2. Add the following code to the Helm deployment at the end of the Helm Chart:

   hostAliases:
   - ip: <ip>
     hostnames:
     - <hostname>
   

   where <ip> and <hostname> are the IP and host name for the CORBA URI.

3. Redeploy the CORBA Collector microservice.

About CORBA Collector Redundancy

By default, redundancy is not enabled. You can enable it as described in Deploying CORBA Collector.

Because of limitations related to EMS session management, you can only establish one session for each EMS instance. The following redundancy use cases are supported:

• Failover:

  • The primary pod is evicted due to resource unavailability:

    • Kubernetes tries to respin the pod within milliseconds.

    • If the resources become available, the primary pod is brought back up to continue receiving events.

    • If the resources are not available, the primary pod's status is set to pending and the secondary pod starts receiving the events until the resources can be allocated to the primary again.

  • The primary pod can't reach the network:

    • The primary pod keeps trying to connect to the EMS.

    • If the primary pod is unable to establish a connection after a certain number of retries, it updates a metric which lets the secondary pod know of the connection failure.

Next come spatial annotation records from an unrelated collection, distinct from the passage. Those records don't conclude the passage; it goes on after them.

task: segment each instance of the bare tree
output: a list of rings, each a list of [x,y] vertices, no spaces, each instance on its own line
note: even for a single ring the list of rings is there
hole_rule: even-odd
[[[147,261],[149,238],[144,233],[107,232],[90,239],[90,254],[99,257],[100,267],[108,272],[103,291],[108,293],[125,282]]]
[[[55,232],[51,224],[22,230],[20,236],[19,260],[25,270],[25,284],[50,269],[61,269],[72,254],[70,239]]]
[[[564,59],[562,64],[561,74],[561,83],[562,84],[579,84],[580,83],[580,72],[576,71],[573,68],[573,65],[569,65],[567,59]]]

    • The secondary pod then establishes the connection with the EMS and continues processing the events until the primary pod network issue is resolved.

  • The primary pod and the secondary pod can't reach each other, also known as the split brain scenario:

    • The primary pod is up and actively receiving events, but the redundancy poller does not receive a response from the primary pod and starts failover.

    • Since the primary pod has already established the session, the secondary pod will not be able to acquire it. It will exhaust the number of retries available before it terminates.

  • The connection between the EMS and the active subscribers is broken, even though there are active sessions:

    • The event listener is not able to receive any events.

    • This is related to active monitoring of pods and of events received by Unified Assurance. In such cases, you should restart the pods manually.

• Fallback to primary:

  • The primary is up and, as part of the initialization, the metrics endpoint is active:

    • The primary tries to establish a session for the EMS instance, but it gets an exception as the secondary already has an active session.

    • The secondary poller verifies and starts the fallback process by releasing all session resources.

    • By the time the primary retries establishing the EMS session for the second time, it will be available to acquire and establish the connection.

In situations where multiple users are available for the primary and secondary pod, you must create secrets of the same name separately in both clusters. Each pod running in the cluster will pick up their respective username and password to establish the connection to the EMS. A split brain scenario with multiple users may result in duplicate records, which is a known issue across all the Unified Assurance microservices.

For general information about redundancy in microservices, see Cross-Data Center Redundancy in Unified Assurance Concepts.